1. Always err on the side of the specific
    "The cool guy drank whiskey" is boring. "The cool guy drank a sip of the whiskey his moderately abusive father gave him ten years later as part of a reconciliation that mostly worked out" is sort of interesting. "The cool guy drank a glass of tonic water and told everyone it was a vodka soda" is even more interesting because it subverts cool and alcohol- let's see where that goes
  2. There should be one thing you dislike about the likable character and one thing you like about the unlikable ones
    The fun class clown can be petty and sometimes emotionally oblivious to his friends. The school athlete/bully is kind of a jerk but he believes firmly in meritocracy and is both respectful and determined.
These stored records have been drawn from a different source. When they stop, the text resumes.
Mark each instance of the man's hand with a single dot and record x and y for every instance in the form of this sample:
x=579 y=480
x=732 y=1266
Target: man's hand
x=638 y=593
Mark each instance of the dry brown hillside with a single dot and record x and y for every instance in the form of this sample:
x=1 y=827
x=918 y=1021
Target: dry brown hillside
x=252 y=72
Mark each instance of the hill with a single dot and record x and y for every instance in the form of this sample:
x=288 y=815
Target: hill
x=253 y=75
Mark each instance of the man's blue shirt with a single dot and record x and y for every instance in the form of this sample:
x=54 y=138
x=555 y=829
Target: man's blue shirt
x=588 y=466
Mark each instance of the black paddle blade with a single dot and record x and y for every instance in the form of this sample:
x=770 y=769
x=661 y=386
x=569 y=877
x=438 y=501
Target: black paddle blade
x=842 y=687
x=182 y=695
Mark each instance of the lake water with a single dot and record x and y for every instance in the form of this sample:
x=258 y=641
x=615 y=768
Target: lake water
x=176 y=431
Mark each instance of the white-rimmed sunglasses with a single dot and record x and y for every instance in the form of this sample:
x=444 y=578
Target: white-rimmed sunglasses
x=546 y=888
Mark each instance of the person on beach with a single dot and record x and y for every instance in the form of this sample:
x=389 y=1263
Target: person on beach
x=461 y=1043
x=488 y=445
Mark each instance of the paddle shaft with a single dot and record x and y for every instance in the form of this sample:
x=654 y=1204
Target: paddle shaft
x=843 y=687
  3. Keep it small and right
    When in doubt be grounded. Small stuff is interesting and true. People can tell bullshit and painting with broad strokes is an insincere shortcut to reach bit ideas
  4. If you're writing a love story, show, don't tell
    Dialogue and banter is the best way to vibe it out, especially if it's funny, sometimes awkward, and you flesh out physical details in the action. Don't describe them physically too much!!!! Your reader is just picturing their own crush anyway. More important is the feel; how her eyes seem to light up when she talks in class without pausing and how he goes to the acappela shows because she's in it's
  5. Avoid swear words!!!
    Unless there's a very good reason, profanity in writing comes off clunky and "did you see that?" Lame smirky. I did it a lot in my early work. Be smarter than me.